Is y'' = y solvable by using a homomorphism and understanding its kernel?

[DanielThrice]

Let G denote the set
G = {f : R → R | f is infinitely differentiable at every point x ∈ R}.

Prove that G is a group under addition. Is G a group under multiplication? Why or why
not?

I have proved this after much trouble, using the axioms of group theory, and I think I understand the function quite well, but I'm confused on the definition of homomorphism and more so with kernel. Assuming ϕ : G → G defined by ϕ(f) = f ' , how can I prove that ϕ is a homomorphism with respect to the group's operation of addition.

And in this case what can I say about it's kernel?
Thank you I know this is the basics

 

[jbunniii]

Well, the question is not entirely group theoretic. You need to know some basic theorems from calculus as well.

In particular, you need this result: If f and g are differentiable, then (f+g)' = f' + g'. This is pretty easy to prove directly using the derivative definition.

The kernel of \phi will be the set of all functions in G whose derivatives are zero. Again, you need some basic calculus for this. Certainly all constant functions have zero derivative. Can there be any others?

 

[DanielThrice]

Of course not, the constants are the only functions with no change in how they change over time, that's why they are constants.

But how do I know to look for the zero derivatives?

 

[DanielThrice]

Nevermind, lol, that's what a homomorphism is.

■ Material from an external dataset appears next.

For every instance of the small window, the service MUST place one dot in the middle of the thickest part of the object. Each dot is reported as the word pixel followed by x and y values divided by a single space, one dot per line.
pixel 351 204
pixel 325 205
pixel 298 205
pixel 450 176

I said the kernel is just all of the constants:
f ' (x) = 0
(Integrate)
f (x) = C

How about if we have a different function, % : G to G defined by % (f) = f '' - f ?
Homomorphism?
(f + g) '' + (f + g) = f '' + g '' + f + g. Well any functions in the reals added to other functions of the reals gets you another function of the real, so % is a homomorphism.
Kernel:
f '' (x) + f(x) = 0
f (x) = -f '' (x) so the kernel is the set of all negative second derivatives? Since functions are infinite can we just say that every function is the second derivative of something, thus the kernel is just f (x)?

 

[jbunniii]

How about if we have a different function, % : G to G defined by % (f) = f '' - f ?
Homomorphism?
(f + g) '' + (f + g) = f '' + g '' + f + g. Well any functions in the reals added to other functions of the reals gets you another function of the real, so % is a homomorphism.
Kernel:
f '' (x) + f(x) = 0
f (x) = -f '' (x) so the kernel is the set of all negative second derivatives? Since functions are infinite can we just say that every function is the second derivative of something, thus the kernel is just f (x)?

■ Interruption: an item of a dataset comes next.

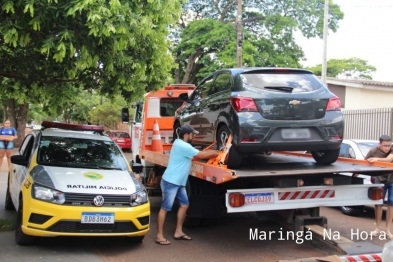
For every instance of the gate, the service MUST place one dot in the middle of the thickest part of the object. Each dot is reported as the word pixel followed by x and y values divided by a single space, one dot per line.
pixel 368 124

You are looking for specific functions that satisfy the differential equation f''(x) = -f(x). Observe that this equation is true for f(x) = cos(x), and for f(x) = sin(x). Are there others? The kernel consists of ALL functions in G that satisfy this equation.

 

[DanielThrice]

So the kernel would just be cos, sin, and e^x correct?

 

[DanielThrice]

Is there an easy way to prove that these are the only three?

 

[Fredrik]

The exponential function isn't a solution to f''+f=0. And any linear combination of two solutions is a solution.

 

[DanielThrice]

Nevermind, lol, that's what a homomorphism is.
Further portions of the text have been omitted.